Implementing information systems
Expectancy theory has been applied to user acceptance of new information systems, with implementation research suggesting that user attitudes toward technological systems are critical.12 If organizations hope to implement expert systems, employees must believe the outcomes associated with learning the new system are valuable.
A team of American researchers used expectancy theory to examine the necessary motivations for successful implementation of new information systems.12 They were curious about four potential outcomes:
- Improved and more effective decision making;
- More efficient decision making;
- Higher frequency of making correct decision; and,
- Increased job insight based on the learning stimulated by the system.
Ninety-five MBA students completing an information systems course were given a case study, where they were loan officers at a commercial bank.12 They were told that a new expert system was available to help determine eligibility of loan applications. This problem-solving computer program assisted in making loan approval decisions by judging financial attributes of companies. Regardless of whether the system was used, the loan officers would be responsible for loan decisions. Using the expert system was voluntary and participants could decide the extent to which they used the system.

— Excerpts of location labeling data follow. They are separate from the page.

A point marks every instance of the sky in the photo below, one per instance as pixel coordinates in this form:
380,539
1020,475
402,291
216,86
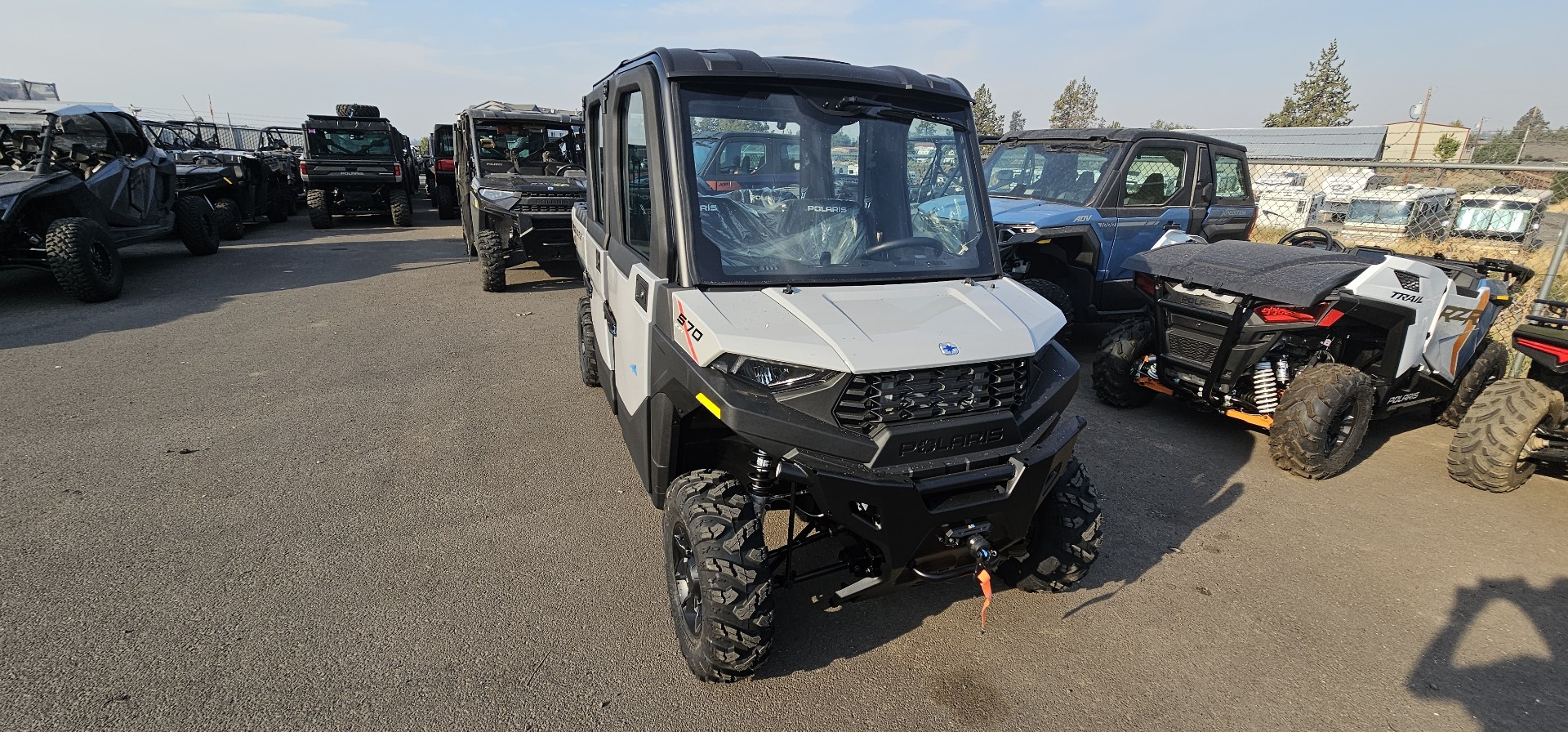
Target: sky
1205,63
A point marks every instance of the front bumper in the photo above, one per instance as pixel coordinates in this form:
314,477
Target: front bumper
908,520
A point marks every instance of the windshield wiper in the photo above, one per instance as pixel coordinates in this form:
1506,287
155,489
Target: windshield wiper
883,110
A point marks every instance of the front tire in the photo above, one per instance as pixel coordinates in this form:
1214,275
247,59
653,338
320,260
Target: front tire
1063,539
83,259
720,585
1321,421
492,261
1491,440
320,209
587,342
1487,368
402,209
231,225
196,225
1116,368
1058,298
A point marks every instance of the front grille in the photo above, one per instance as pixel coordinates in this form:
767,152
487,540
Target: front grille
548,204
1192,350
883,399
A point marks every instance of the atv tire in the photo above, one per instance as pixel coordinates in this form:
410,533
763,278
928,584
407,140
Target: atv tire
446,203
83,259
587,344
231,225
1120,355
358,110
1063,539
279,203
196,225
1493,436
402,209
1321,421
320,209
1058,298
492,261
720,583
1487,368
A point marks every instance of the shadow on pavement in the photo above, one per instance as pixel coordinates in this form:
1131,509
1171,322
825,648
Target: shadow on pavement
163,283
1525,690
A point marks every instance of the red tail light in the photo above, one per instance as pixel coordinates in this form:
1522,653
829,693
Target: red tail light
1288,314
1145,284
1544,346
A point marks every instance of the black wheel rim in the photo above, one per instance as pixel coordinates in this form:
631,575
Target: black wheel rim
1341,426
683,566
102,261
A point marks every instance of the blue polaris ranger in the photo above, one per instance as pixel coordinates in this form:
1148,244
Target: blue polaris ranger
1071,206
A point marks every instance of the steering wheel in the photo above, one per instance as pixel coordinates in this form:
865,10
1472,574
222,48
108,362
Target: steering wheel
902,243
1313,237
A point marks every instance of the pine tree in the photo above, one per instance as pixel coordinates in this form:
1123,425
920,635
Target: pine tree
1534,123
1078,107
1322,99
988,121
1448,146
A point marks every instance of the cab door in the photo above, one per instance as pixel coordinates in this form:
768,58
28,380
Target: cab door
1156,193
637,251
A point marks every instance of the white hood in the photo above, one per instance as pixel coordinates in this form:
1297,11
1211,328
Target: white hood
869,328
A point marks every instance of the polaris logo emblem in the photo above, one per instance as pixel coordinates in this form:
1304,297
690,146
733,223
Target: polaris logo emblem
952,443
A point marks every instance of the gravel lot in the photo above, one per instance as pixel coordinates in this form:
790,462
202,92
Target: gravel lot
322,481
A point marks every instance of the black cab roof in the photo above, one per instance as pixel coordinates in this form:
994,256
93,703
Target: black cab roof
744,65
1116,135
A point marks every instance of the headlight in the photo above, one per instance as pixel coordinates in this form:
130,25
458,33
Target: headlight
504,199
768,373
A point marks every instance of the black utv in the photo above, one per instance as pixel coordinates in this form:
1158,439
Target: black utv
356,165
841,348
523,173
78,184
441,179
242,185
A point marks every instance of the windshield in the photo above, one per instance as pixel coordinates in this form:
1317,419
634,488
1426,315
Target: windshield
1063,173
1503,216
441,145
523,148
869,192
353,143
1379,212
20,141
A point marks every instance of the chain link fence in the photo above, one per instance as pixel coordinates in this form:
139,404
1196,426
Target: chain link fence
1457,211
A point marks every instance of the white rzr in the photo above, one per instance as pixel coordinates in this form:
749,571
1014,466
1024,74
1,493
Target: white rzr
822,331
1308,341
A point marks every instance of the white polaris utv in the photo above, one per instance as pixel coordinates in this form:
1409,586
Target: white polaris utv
826,334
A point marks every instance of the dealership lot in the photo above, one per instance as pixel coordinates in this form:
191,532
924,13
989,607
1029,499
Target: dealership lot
322,481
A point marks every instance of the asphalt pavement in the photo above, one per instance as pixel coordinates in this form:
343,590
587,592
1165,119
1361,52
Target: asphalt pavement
320,481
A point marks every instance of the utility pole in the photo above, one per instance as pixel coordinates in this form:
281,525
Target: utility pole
1419,127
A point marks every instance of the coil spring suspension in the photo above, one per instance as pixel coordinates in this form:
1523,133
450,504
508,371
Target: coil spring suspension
763,474
1266,387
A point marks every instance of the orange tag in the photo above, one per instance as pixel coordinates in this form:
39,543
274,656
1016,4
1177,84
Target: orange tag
985,588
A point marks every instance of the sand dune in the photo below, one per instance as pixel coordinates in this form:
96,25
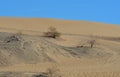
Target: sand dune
34,53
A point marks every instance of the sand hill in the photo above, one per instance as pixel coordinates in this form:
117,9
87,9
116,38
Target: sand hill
32,53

Participants were asked to judge the overall attractiveness of using the system to its maximum extent, and the perceived likelihood that it would help users achieve the four outcomes listed above.12 This judgement was meant to reflect valence, and participants also rated their motivation to use the new system, based on the four outcomes. The researchers found that greater valence was associated with increased motivation to use the new expert system, showing that expectancy theory can be applied early in the design phase of system development.
Tenure and productivity
Universities are increasingly relying on performance assessments to determine salaries and tenure awards for faculty members.13 Being denied tenure can result in personal, professional, emotional, and financial consequences for the faculty member, and can decrease their investment in the institution. On the other hand, being awarded tenure will increase job security, and prior motivation research has suggested that productivity tends to suffer on the basis of long-term job security.14
As a result, some worry that once tenure is achieved and job security increases, motivation levels of faculty members will be negatively affected.13 Considering the potential impact of tenure on a university’s effectiveness, researchers have applied expectancy theory to examine the motivation and productivity implications of awarding tenure.
Pre-tenure and post-tenure data on research productivity levels was compared among a group of twenty-four faculty members.13 Productivity was defined as scholarly research activity in the form of published journal articles. Among these faculty members, there was a significant decline in research publications for tenured faculty, equating to a 42% reduction. Thus, the results supported expectancy theory predictions on increased job security and decreased productivity.
Notably, this effect is also tied to valence, similar to findings in academic achievement 5 6 and implementing information systems.12 Since tenured faculty already achieved research success, it is unlikely that productivity declines were attributed to expectancy effects, such as doubt in their ability to achieve the outcome.13 It is also unlikely that there is no value placed on research productivity, ruling out instrumentality effects. Rather, productivity declines were likely attributed to value perceptions of higher sustainability of published research, reflecting valence. While there are other possible reasons for publication declines, the results appear to support expectancy theory and the emphasis on valence, consistent with other case studies.